Note: For neutrophil extractionRNA suggests that the number of cells should be greater than 2x106 per sample;

remarkWear a mask during the operation.

The design of primers should follow the following principles:
① Primer length: 15-30bp, commonly around 20bp.
② Primer amplification span: 200-500bp is suitable, and under specific conditions, the fragment can be expanded to a length of 10kb.
③ Primer base: A G+C content of 40-60% is recommended. Insufficient G+C results in poor amplification, while excessive G+C can lead to non-specific bands. ATGC should be distributed randomly to avoid a string arrangement of more than 5 purine or pyrimidine nucleotides.
④ Avoid secondary structures within primers and avoid complementarity between two primers, especially at the 3 'end, as this can result in primer dimers and non-specific amplification bands.
⑤ The base pairs at the 3 'end of the primer, especially the last and last bases, should be strictly paired to avoid PCR failure caused by mismatched end bases.
⑥ Primers may have or can add suitable enzyme cleavage sites, and the amplified target sequence has suitable enzyme cleavage sites, which is beneficial for enzyme cleavage analysis or molecular cloning.
⑦ Primer specificity: Primers should have no apparent homology with other sequences in the nucleic acid sequence database.

Precautions:

1. The kit should be balanced at room temperature for 15-30 minutes before use when taken out from the cold storage environment. If the enzyme coated plate is not used up after opening, the Flat noodles should be stored in a sealed bag. Concentrated washing solution may precipitate crystals. When diluting, it can be dissolved by heating in a water bath, and washing does not affect the results.
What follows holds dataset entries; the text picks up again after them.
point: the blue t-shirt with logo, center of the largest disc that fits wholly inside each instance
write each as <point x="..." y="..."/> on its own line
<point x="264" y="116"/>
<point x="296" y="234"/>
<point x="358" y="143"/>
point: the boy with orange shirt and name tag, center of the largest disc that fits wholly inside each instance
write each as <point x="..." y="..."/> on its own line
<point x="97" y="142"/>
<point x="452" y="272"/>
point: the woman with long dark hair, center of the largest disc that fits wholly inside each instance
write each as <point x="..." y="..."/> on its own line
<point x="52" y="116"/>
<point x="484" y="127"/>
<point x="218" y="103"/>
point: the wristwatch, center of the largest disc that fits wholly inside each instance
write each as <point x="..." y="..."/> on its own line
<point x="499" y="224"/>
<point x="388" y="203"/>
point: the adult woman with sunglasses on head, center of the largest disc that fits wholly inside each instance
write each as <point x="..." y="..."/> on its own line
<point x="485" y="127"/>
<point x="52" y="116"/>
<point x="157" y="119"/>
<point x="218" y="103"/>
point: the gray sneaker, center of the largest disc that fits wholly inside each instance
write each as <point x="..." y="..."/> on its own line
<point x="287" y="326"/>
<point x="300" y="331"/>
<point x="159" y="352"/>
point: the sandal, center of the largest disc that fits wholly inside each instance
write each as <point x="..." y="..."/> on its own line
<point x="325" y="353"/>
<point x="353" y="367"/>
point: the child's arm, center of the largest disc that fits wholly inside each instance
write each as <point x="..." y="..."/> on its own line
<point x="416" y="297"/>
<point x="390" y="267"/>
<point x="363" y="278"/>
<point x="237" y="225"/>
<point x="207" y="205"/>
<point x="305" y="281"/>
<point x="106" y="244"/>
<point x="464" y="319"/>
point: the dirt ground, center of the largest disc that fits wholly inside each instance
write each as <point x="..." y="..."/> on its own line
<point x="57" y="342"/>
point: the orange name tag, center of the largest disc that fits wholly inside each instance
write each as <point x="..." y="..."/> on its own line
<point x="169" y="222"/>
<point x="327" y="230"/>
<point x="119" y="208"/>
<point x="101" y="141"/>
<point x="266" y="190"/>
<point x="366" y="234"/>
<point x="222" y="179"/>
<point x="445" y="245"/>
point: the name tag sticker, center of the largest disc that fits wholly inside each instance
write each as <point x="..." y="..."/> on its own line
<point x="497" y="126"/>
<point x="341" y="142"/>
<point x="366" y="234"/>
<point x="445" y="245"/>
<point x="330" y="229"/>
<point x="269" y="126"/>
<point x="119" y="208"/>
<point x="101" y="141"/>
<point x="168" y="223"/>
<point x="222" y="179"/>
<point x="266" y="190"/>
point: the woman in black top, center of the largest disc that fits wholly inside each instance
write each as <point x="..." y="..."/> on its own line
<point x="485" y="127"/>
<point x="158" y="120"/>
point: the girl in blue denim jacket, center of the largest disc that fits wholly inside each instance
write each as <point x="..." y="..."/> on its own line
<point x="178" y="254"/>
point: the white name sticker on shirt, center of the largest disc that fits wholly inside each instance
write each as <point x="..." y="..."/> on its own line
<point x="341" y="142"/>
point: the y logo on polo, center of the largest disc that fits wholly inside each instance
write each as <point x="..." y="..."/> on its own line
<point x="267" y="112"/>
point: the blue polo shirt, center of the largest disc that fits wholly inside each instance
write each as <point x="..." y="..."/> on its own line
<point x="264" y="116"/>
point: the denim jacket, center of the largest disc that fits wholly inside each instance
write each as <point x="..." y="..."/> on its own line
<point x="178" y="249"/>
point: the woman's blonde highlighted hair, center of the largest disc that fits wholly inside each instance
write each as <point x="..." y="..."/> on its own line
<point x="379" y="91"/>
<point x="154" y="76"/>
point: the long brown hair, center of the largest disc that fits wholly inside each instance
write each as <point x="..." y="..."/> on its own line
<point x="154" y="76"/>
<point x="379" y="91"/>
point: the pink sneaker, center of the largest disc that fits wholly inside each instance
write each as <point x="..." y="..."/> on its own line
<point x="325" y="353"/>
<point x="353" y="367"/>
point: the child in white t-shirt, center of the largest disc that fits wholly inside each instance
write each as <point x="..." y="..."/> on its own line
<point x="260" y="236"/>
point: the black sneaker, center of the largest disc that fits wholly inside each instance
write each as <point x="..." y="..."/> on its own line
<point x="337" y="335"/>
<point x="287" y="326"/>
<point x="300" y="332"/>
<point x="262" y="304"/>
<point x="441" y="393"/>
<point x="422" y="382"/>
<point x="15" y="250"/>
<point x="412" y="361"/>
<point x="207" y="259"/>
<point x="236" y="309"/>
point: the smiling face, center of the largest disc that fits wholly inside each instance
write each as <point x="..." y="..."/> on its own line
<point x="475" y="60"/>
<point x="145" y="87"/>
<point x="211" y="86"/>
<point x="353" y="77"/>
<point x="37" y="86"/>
2. Sample dispensers should be used for each step of sample addition, and their accuracy should be regularly checked to avoid experimental errors. The sample addition time should be controlled within 5 minutes. If there are a large number of specimens, it is recommended to use a sampling gun for sample addition.
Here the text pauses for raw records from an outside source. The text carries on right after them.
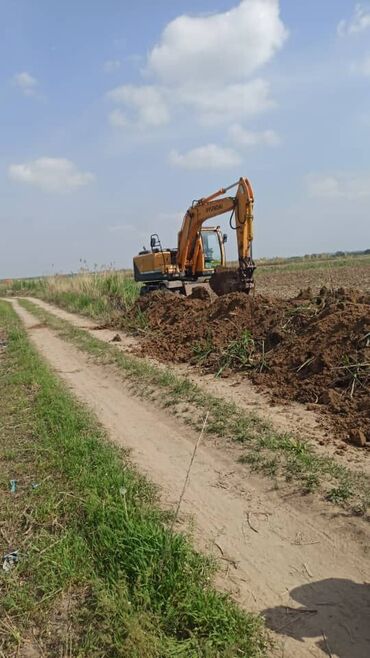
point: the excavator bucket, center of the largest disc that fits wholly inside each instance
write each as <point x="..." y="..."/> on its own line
<point x="225" y="281"/>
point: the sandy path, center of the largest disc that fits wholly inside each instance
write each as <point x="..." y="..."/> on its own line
<point x="276" y="553"/>
<point x="285" y="417"/>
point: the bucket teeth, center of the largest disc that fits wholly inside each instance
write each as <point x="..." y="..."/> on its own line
<point x="223" y="282"/>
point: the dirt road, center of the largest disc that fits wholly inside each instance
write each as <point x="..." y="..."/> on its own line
<point x="304" y="566"/>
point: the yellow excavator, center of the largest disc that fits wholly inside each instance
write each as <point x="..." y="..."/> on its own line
<point x="199" y="259"/>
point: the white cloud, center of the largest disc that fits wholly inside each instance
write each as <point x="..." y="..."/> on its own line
<point x="204" y="64"/>
<point x="227" y="102"/>
<point x="26" y="83"/>
<point x="50" y="174"/>
<point x="111" y="65"/>
<point x="146" y="104"/>
<point x="361" y="67"/>
<point x="349" y="186"/>
<point x="206" y="157"/>
<point x="359" y="22"/>
<point x="224" y="46"/>
<point x="118" y="119"/>
<point x="242" y="137"/>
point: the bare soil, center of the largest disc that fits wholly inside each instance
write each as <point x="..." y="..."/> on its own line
<point x="314" y="349"/>
<point x="303" y="421"/>
<point x="305" y="568"/>
<point x="284" y="282"/>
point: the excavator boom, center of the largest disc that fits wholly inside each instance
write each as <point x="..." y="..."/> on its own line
<point x="200" y="255"/>
<point x="241" y="207"/>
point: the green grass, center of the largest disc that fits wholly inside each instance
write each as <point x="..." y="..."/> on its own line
<point x="100" y="572"/>
<point x="278" y="455"/>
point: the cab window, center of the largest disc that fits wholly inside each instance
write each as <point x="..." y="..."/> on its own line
<point x="211" y="249"/>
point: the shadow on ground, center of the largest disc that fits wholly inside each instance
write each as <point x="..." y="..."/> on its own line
<point x="335" y="611"/>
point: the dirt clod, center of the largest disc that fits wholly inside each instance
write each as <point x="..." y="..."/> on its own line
<point x="357" y="437"/>
<point x="314" y="349"/>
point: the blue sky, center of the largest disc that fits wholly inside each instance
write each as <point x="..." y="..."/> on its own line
<point x="116" y="115"/>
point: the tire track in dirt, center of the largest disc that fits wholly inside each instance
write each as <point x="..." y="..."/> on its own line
<point x="306" y="565"/>
<point x="291" y="417"/>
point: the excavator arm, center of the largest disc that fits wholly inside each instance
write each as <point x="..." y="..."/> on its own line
<point x="189" y="240"/>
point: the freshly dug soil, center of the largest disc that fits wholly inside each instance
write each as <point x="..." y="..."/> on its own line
<point x="313" y="348"/>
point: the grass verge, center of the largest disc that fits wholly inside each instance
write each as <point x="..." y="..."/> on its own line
<point x="99" y="574"/>
<point x="280" y="456"/>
3. Please make a standard curve at the same time as each measurement，Make a duplicate hole. If the content of the substance to be tested in the specimen is too high (sample)If the OD value is greater than the OD value of one standard well di, please dilute the sample diluent by a certain multiple (n times) before measuring. When calculating, pleaseagainMultiply by the total dilution factor（×n×5）。
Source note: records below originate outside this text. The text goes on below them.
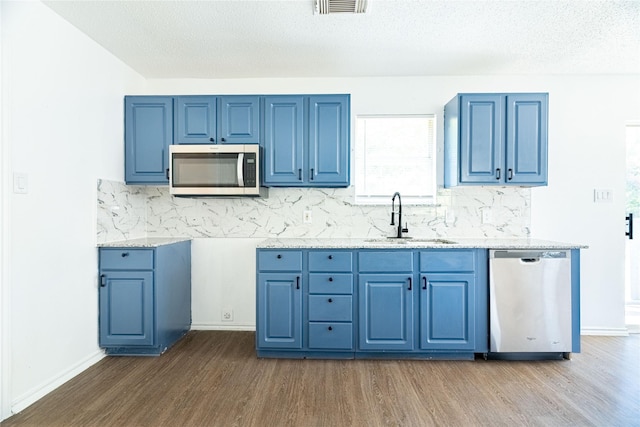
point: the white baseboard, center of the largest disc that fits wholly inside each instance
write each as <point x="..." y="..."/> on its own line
<point x="36" y="393"/>
<point x="223" y="326"/>
<point x="612" y="332"/>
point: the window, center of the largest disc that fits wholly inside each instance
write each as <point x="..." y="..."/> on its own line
<point x="395" y="153"/>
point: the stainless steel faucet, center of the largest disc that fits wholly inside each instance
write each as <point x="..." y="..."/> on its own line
<point x="400" y="229"/>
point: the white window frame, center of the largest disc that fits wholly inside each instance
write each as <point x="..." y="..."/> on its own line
<point x="364" y="197"/>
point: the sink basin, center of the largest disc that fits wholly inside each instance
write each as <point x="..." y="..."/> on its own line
<point x="405" y="240"/>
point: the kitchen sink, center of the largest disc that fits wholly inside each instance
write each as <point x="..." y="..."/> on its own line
<point x="405" y="240"/>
4. The sealing film is only for one-time use to avoid cross contamination.

5. Please store the substrate away from light.

6. Strictly follow the instructions for operation, and the judgment of the test results must be based on the reading of the enzyme-linked immunosorbent assay reader

7. All samples, detergents, and various waste materials should be treated as infectious agents.

8. Components from different batch numbers of this reagent must not be mixed.

9. Expired products cannot be used.

10. If there is any discrepancy with the English manual, the English manual shall prevail.